“La tarda estate”- L’ultimo viaggio di un uomo, verso casa
“Padrone del tempo, ampliavo sempre di più gli orizzonti, senza sapere che questo spazio, dilatato, mi avrebbe fatto perdere la rotta, la testa, per poi, alla fine, sbarcare nello stesso identico luogo, ma così diverso che non riesco a ritrovare colui che sono stato, così come spesso non riconosciamo, nelle vecchie fotografie, i volti delle persone che abbiamo accanto. Attraverso la città come uno spettro”.
Oséias ritorna a casa, a Cataguases, dopo vent’anni di assenza. In cinque giorni ripercorre con la mente gran parte del suo passato, e con i passi luoghi di persone con cui ha ancora – in un modo o in un altro – un legame: i suoi fratelli e non solo; ognuno di loro perso in una frustrazione o in una relazione, o semplicemente perso e basta, “siamo pianeti erranti in quella casa (…) Ogni tanto le nostre traiettorie si incrociano, quasi collidiamo. Anche se ci respingiamo, la nostra sopravvivenza dipende l’uno dall’altro”. Sono cinque giorni pesanti, di fatica e dolore, ma a fare più male, a Osèias, saranno i ricordi o il continuo rimuginare sulla strada presa, Saranno ora i rimorsi, ora i rimpianti. Quando Osèias torna a casa, sono i primi giorni di marzo, quando lì – in Brasile – si è sul finire dell’estate australe.
Luiz Ruffato scrive “La tarda estate” (La Nuova Frontiera, 2020, pp. 239, euro 17.50) con un ritmo continuo, che segue i passi del protagonista mentre attraversa Cataguases. Una scrittura che corre e si affatica con lui per fermarsi nei suoi stessi momenti di fiato.
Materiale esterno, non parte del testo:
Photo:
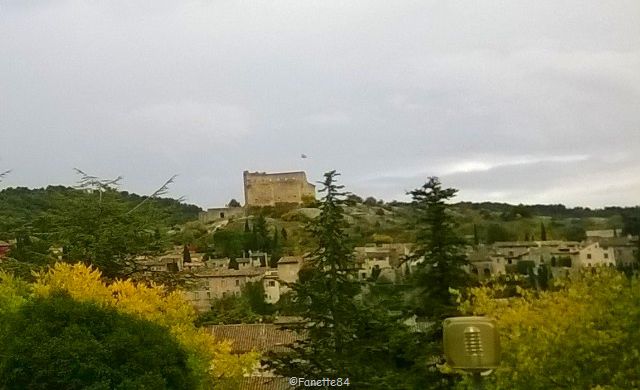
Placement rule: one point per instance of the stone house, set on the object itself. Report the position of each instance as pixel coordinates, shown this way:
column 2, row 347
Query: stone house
column 262, row 338
column 211, row 284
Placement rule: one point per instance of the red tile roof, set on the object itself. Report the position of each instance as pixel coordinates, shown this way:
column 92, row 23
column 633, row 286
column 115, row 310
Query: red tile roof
column 265, row 383
column 254, row 337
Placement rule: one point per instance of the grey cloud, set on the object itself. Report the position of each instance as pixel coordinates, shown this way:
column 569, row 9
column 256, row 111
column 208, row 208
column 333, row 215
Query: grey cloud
column 386, row 92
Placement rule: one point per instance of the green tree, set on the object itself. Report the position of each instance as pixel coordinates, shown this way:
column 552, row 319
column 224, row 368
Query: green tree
column 439, row 252
column 229, row 243
column 496, row 233
column 580, row 334
column 276, row 249
column 476, row 238
column 57, row 342
column 439, row 256
column 186, row 254
column 344, row 336
column 543, row 232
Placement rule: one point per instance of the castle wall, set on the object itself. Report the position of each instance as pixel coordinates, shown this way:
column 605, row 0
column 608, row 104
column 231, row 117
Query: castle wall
column 266, row 189
column 217, row 214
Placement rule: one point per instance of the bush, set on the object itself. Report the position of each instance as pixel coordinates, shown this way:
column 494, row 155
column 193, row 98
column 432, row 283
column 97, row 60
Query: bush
column 57, row 342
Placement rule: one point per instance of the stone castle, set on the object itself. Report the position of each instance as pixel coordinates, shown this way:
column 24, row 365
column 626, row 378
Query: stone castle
column 267, row 189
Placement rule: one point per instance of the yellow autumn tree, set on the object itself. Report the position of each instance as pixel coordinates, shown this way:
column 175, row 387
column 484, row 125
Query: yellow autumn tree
column 582, row 334
column 211, row 360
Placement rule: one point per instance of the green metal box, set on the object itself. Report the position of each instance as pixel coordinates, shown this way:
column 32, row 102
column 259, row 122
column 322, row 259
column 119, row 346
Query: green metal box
column 471, row 343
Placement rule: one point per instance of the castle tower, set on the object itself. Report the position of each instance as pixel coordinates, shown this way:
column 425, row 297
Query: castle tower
column 267, row 189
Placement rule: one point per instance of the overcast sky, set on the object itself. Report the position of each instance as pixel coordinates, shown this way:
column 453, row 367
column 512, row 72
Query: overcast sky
column 532, row 102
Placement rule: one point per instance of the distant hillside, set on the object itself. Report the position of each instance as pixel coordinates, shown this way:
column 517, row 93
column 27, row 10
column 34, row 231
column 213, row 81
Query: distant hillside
column 373, row 221
column 23, row 206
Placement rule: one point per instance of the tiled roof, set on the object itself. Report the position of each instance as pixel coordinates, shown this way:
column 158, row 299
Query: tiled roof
column 220, row 273
column 254, row 337
column 265, row 383
column 290, row 259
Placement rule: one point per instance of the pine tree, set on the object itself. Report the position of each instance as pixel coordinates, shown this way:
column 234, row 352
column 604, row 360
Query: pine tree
column 186, row 254
column 440, row 260
column 276, row 250
column 476, row 239
column 439, row 252
column 344, row 337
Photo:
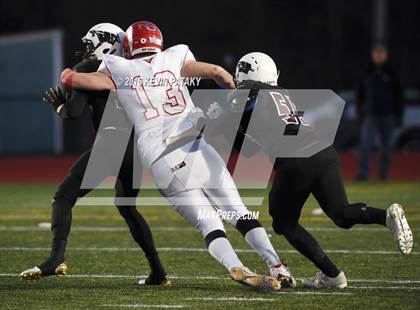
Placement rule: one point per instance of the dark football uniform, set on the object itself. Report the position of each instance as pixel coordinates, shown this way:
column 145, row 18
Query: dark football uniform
column 76, row 103
column 295, row 178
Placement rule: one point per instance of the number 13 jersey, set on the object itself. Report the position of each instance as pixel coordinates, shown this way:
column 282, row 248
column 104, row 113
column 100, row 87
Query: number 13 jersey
column 151, row 92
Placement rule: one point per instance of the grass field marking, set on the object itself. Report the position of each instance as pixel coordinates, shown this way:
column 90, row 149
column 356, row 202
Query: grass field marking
column 182, row 249
column 159, row 201
column 412, row 288
column 176, row 228
column 216, row 278
column 229, row 298
column 312, row 293
column 142, row 306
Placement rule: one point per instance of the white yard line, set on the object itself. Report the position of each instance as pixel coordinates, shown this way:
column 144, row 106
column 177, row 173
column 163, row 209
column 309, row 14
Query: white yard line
column 228, row 299
column 142, row 306
column 312, row 293
column 175, row 228
column 218, row 278
column 183, row 249
column 416, row 288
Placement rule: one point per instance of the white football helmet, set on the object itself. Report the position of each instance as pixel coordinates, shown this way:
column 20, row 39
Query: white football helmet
column 104, row 38
column 257, row 67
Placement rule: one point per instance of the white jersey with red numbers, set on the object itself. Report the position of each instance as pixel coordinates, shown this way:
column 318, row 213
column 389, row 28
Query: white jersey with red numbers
column 151, row 92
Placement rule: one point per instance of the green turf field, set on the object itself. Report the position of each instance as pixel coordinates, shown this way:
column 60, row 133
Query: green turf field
column 105, row 263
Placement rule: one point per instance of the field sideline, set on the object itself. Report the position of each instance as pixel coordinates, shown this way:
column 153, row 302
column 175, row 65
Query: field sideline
column 105, row 263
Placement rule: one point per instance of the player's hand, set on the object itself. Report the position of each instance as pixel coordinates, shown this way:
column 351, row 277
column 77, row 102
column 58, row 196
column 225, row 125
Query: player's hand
column 55, row 97
column 214, row 111
column 197, row 118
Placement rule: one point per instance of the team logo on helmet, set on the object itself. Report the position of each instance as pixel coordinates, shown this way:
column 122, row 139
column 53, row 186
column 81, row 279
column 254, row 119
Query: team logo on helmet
column 245, row 67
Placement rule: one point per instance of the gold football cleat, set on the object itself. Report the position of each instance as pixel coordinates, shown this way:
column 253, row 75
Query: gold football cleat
column 244, row 276
column 35, row 273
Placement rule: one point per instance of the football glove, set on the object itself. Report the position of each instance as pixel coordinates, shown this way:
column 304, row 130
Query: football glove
column 54, row 97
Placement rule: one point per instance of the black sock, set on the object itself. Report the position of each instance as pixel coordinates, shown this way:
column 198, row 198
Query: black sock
column 141, row 233
column 303, row 242
column 60, row 227
column 360, row 213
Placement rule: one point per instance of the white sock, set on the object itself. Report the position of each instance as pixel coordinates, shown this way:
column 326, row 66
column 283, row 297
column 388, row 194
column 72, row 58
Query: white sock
column 222, row 251
column 258, row 240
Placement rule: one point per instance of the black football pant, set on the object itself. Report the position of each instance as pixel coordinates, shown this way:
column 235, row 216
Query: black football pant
column 70, row 189
column 295, row 180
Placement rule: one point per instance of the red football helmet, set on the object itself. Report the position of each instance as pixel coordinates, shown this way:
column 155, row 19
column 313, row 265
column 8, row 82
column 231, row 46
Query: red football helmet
column 142, row 37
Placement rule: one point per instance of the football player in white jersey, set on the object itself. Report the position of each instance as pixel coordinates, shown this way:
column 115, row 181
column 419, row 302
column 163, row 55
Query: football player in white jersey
column 188, row 171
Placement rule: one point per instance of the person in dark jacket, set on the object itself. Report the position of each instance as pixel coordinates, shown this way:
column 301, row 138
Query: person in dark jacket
column 379, row 110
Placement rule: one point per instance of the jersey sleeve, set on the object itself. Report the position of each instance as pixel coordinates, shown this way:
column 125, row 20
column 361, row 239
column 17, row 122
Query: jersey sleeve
column 107, row 67
column 77, row 99
column 188, row 56
column 181, row 53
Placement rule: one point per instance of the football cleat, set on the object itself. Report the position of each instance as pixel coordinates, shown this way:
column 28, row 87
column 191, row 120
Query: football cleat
column 150, row 280
column 245, row 276
column 283, row 274
column 35, row 273
column 320, row 280
column 397, row 223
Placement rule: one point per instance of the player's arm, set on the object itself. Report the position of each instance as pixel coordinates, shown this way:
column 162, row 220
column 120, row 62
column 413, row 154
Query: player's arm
column 208, row 71
column 90, row 81
column 68, row 106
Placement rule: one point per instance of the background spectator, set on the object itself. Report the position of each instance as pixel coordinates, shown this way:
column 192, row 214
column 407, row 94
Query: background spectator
column 379, row 109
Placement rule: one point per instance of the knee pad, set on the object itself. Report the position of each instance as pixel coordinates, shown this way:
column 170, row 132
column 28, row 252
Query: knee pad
column 124, row 211
column 351, row 214
column 69, row 189
column 214, row 235
column 245, row 225
column 125, row 196
column 277, row 228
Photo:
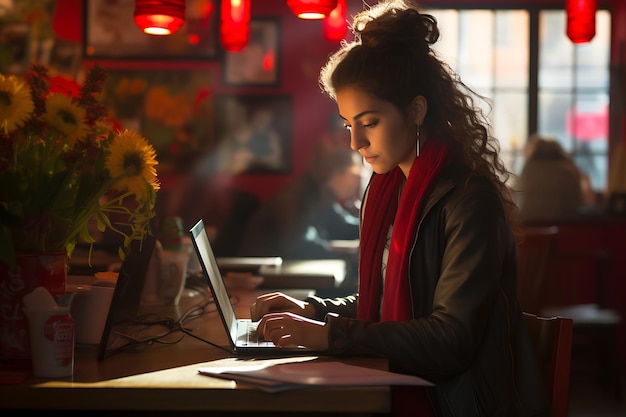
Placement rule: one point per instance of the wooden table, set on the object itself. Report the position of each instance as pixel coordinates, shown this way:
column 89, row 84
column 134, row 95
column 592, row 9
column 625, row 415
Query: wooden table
column 164, row 378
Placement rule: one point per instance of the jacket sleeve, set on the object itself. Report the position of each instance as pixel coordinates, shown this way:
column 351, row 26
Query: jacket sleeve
column 461, row 248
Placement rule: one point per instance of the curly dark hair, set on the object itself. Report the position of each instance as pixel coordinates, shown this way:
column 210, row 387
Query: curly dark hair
column 392, row 60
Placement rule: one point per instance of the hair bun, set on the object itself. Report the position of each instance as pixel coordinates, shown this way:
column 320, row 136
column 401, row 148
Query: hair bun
column 395, row 24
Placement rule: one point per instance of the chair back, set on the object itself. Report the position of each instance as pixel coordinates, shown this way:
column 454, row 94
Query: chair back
column 534, row 248
column 552, row 339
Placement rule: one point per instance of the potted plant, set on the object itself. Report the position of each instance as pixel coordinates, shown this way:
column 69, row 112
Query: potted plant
column 62, row 166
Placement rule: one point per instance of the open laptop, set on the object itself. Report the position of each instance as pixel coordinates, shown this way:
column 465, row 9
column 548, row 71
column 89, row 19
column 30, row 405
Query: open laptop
column 126, row 297
column 241, row 332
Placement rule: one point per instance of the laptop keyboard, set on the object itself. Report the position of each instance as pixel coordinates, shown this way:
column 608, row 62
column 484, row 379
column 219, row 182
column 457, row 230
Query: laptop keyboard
column 251, row 337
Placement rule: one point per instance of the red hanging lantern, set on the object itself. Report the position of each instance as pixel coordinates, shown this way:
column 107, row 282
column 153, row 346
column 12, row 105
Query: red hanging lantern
column 65, row 20
column 312, row 9
column 335, row 24
column 235, row 24
column 581, row 20
column 159, row 17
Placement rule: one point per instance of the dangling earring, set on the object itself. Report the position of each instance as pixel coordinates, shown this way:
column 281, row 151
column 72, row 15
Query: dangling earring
column 417, row 143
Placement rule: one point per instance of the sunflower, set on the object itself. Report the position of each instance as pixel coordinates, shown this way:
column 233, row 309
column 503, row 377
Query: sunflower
column 67, row 117
column 16, row 104
column 131, row 163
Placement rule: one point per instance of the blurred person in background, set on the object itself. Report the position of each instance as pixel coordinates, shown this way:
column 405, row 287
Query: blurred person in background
column 550, row 185
column 301, row 219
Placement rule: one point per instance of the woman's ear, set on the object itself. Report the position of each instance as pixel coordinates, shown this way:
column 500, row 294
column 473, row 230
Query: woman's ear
column 419, row 107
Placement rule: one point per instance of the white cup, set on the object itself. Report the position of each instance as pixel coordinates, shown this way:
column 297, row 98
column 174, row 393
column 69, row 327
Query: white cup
column 90, row 309
column 51, row 341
Una scrittura che si blocca su pensieri fissi – “devo trovare qualcuno che venda berretti” – o su azioni necessarie e meccaniche “pulisco gli occhiali con il lembo della camicia” – e, ancora, che si ferma – e dà anche a noi una pausa – mentre Osèias si rinfresca e specchia nei bagni che lo ospitano o nei suoi pochi momenti di sonno, quando questo stesso non è tormentato. È una scrittura che parla in prima persona, come un flusso di coscienza che scivola dal sudore di un corpo malato ed esausto, stremato.
“Oggi siete in cima, domani… La morte veglia su tutti, siamo stranieri ricchi, poveri, neri, bianchi, tutti viaggiamo verso la stessa destinazione, il buco dove saremo mangiati dai vermi. Io vado per primo, è vero, ma vi aspetterò. Là non hanno valore cose come il disprezzo, la vanità, l’arroganza, l’ostentazione… Là contano le lacrime, il pentimento, il rimorso, il rammarico”.
Luiz Ruffato – che qui leggiamo nella puntuale e precisa traduzione di Marta Silvetti – scrive un libro delirante e doloroso, in cui la coscienza e la consapevolezza umana restano sempre vive per infliggere un giudizio o una punizione verso se stessi, per quella mancata volontà o capacità di riuscire ad andare oltre, senza volgere più lo sguardo al passato.